A killing frost fell upon our hills, and hollers last night, leaving behind white death to many of our tender plants and flowers. The azalea bush that proudly sported brilliant orange blossoms hangs down with wilted and drooping flowers this morning. The catalpa tree didn’t escape the damage, but stands with blasted leaves and blackened flower buds.
The garden soil has stayed so wet that we haven’t planted any crops yet, so we escaped the disappointment of ruined tomato and pepper plants. Son Andy covered his tomato plants with plastic jugs and buckets, but they froze through the covering and are black and withered this morning.
Criss mourns his raspberry crop, as the vines were full of flowers and developing fruit. It would have been a bumper crop this year. The wild blackberry vines hang drooping with white flowers, and it remains to be seen if it will be a blackberry summer but, as my mother is fond of stating, “There’s nothing you can do about it – the weather is one thing that you can’t control.”
As farmers have always done, you hitch up the plow and replant. Crops such as green onions, lettuce and cabbage are not hurt by frost, and there is plenty of time to put out corn and beans and set out plants. Crops do better after the ground has warmed up, and pepper plants especially hate cold and wet feet. Our beloved late neighbor Liddie Coon always advised us to wait until the first of June to put out the pepper and tomato plants.
Memorial Day has come and gone, but my heart and mind stay on the traditional date of May 30. This is the first year I can remember that Grandma O’Dell’s graveyard rose hasn’t burst into a cloud of pink roses for Memorial Day. There was one solitary blooming rose that raised its head above the vines full of buds.
Grandma always called it her “graveyard rose” because she took masses of the flat, pink roses to the cemetery to decorate the family graves.
Decoration Day, as we called Memorial Day, was a happy time for us children. Mom’s family would gather at the cemetery for a day of reminiscing, honoring those departed relatives with floral offerings, and picnicking among the tall trees that bordered the cemetery. It remains as one of my most cherished childhood memories.
Our cemetery, like most of the others here in the hills, was high on the point of a hill. It was a most pleasant place free from any sense of morbidity. Surrounded by tall trees and thickly populated with the forever-green hemlocks, it was shady and cool. We brought our memorial offerings of “pineys” (peonies) and heirloom roses, mixed with irises and ferny asparagus fronds.
Sorrow sits lightly on the heart of a child, and death is an unfathomable mystery. I remember feeling a pang of sorrow at the tiny infant graves of baby cousins that had passed away years before, but no real grief marred the day for our youthful hearts. When I was 17, we lost my beloved Grandpa O’Dell, who had lived in the home with us for a long as I could remember. There was sense of loss so keen that it is with me yet today. Death and grief had become real to me.

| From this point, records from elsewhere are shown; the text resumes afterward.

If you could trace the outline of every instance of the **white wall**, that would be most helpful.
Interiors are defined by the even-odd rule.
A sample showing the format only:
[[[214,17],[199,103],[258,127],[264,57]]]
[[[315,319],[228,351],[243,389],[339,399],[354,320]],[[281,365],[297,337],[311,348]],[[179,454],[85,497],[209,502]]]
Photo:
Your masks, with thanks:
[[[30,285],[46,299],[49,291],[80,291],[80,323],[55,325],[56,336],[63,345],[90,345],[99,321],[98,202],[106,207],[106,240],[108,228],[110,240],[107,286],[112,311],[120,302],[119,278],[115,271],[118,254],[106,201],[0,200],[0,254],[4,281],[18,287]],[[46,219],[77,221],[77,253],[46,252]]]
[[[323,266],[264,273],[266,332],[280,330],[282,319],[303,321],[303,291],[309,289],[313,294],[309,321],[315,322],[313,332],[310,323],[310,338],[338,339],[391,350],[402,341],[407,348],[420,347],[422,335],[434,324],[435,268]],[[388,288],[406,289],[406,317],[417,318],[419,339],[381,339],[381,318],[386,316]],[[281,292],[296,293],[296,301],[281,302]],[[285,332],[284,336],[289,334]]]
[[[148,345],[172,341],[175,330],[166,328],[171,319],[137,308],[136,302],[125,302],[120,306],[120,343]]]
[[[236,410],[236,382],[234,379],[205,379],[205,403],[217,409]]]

The years have passed since then, and with the passing of time there have been new sorrows and sharper grief. Our Lord sends comfort and solace to our aching hearts, or else the losses would be unbearable.
Since last Memorial Day, we have suffered multiplied horror and sorrow with the loss of vast numbers of our American citizens. Yet, each one was an individual death, touching families with untold tragedy and heartache.
It has been a year for mass mourning. Although we regarded Decoration Day as a time to show love and respect to all our relatives who had passed on, the day was actually set apart many years ago to honor our fallen men in the Armed services. Memorial Day is for remembering.